Scientists surveying the Arctic seabed, to estimate how much of the potent greenhouse gas methane might be released by climate warming, have found evidence that the process may already have started.

The team, including researchers from Birmingham University, the National Oceanography Centre, Southampton, and Royal Holloway University, London, found more than 250 plumes of methane bubbles rising from the seafloor off Spitsbergen. This is the first time scientists have found evidence suggesting such seeps are due to ocean warming...



But it's not the only bit of the puzzle. I'm working on another story that talks about a 'negative feedback' effect caused by retreating ice in the Antarctic opening up sea where new marine communities flourish. (More on that later).

Sadly, the two don't balance each other out. Climate science is complicated, yet the overwhelming evidence is that most of the 'feedback' effects on climate change accelerate rather than hold it back.

Monday 10 May 2010

Birds benefit from agri-environment schemes

Birds benefit from agri-environment schemes: "Twenty years of agri-environment schemes designed to protect biodiversity from intensive farming have succeeded in boosting bird species and population, according to a survey of Peak District farms."

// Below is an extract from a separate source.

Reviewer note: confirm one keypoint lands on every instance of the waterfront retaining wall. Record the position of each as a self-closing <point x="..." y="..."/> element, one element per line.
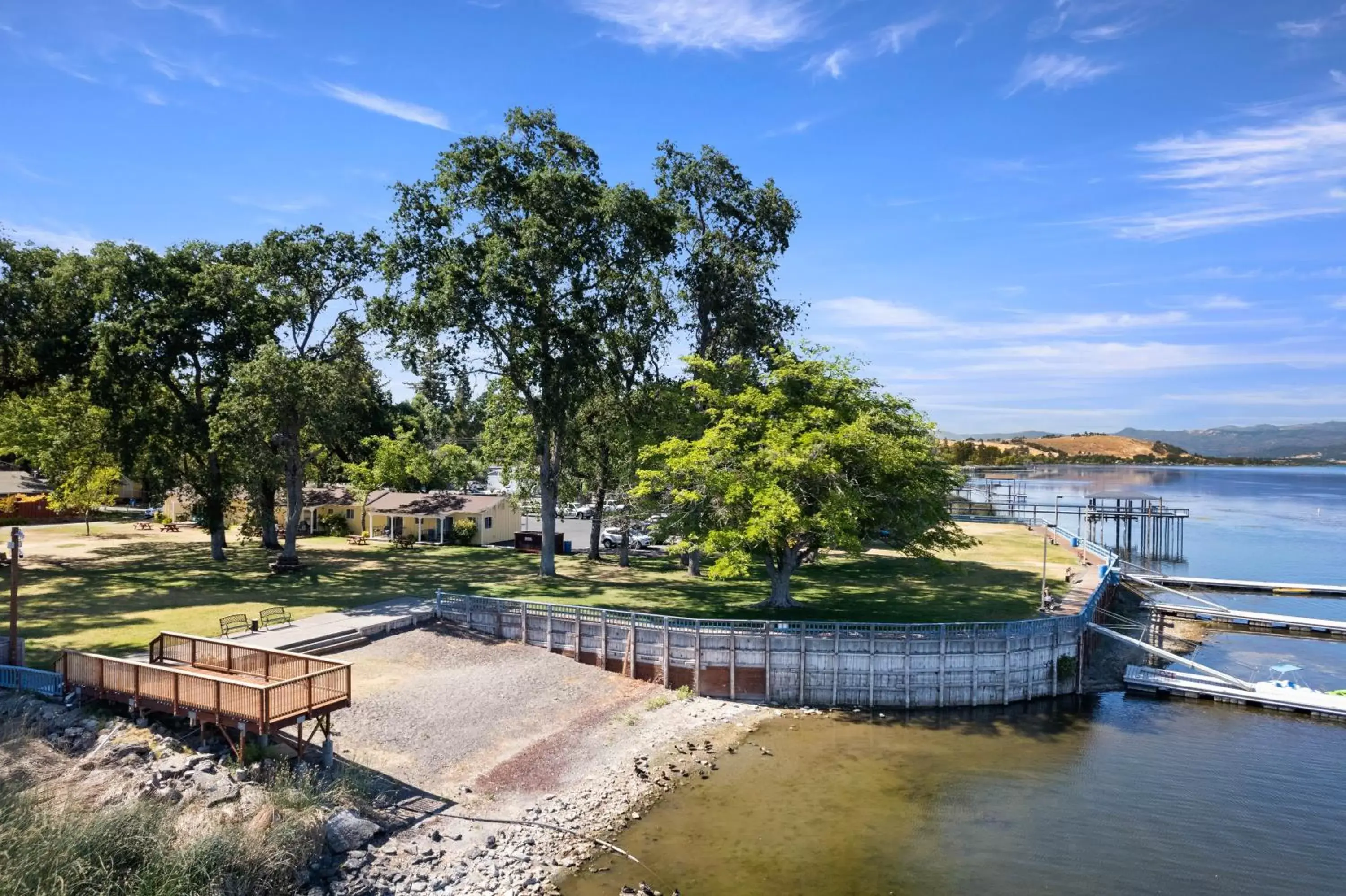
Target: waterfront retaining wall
<point x="805" y="664"/>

Some good news for wildlife and farming, though I still feel the tide is running the wrong way...

Thursday 12 March 2009

24 hours of global air traffic.

If you've ever wondered whether your flight was really likely to be affecting climate change, take a look at this YouTube clip of 24 hours of flights around the world compressed into a minute or so...

Watching the pattern of light moving across the globe is pretty interesting too.

Saturday 28 February 2009

British timber, British woodlands

Wood stack at Week Farm, DevonDo you buy FSC wood? We usually do for our business and home because of it's environmental credentials. But now I've found out that we might well be doing more good buying British wood. That's because almost all the woodland in the UK is pretty much sustainably managed (give or take a few cowboys). You can't legally fell more than 5 cubic metres of wood in any calendar quarter without a licence from the Forestry Commission, even if it's on your own land. And they don't usually give a licence with insisting that you restock the area, and keep it restocked for at least 10 years. (Here's a summary of the rules, if you're interested.)

So when you compare that with the environmental cost of shipping timber in from overseas, or the unknowns of non-certified timber, buying British looks like the responsible action.

And it can really help UK conservation. Here in Devon, we've found a really local source of timber - a 55 year old plantation that is being felled to reveal and regenerate the original oak woodland it covers. More about that on our Wheatland Farm blog, but here are a couple of pictures. It's going from this...Mike Moser's conifer plantation at Week, Devon











to this...Mike Moser's newly-revealed oak woodland at Week, Devon














Some interesting snippets:
  • Apparently, South Africa has certified all of it's timber as FSC approved

  • The UK hasn't done very well with woodland conservation in the past. Thousands of years ago most of Britan would have been forested, but as long as 1,000 years ago coverage had fallen to about 15%. And by 1900 we reached a low point of 5%. Since then things have got a little better, with about 8% of land cover wooded by 2000.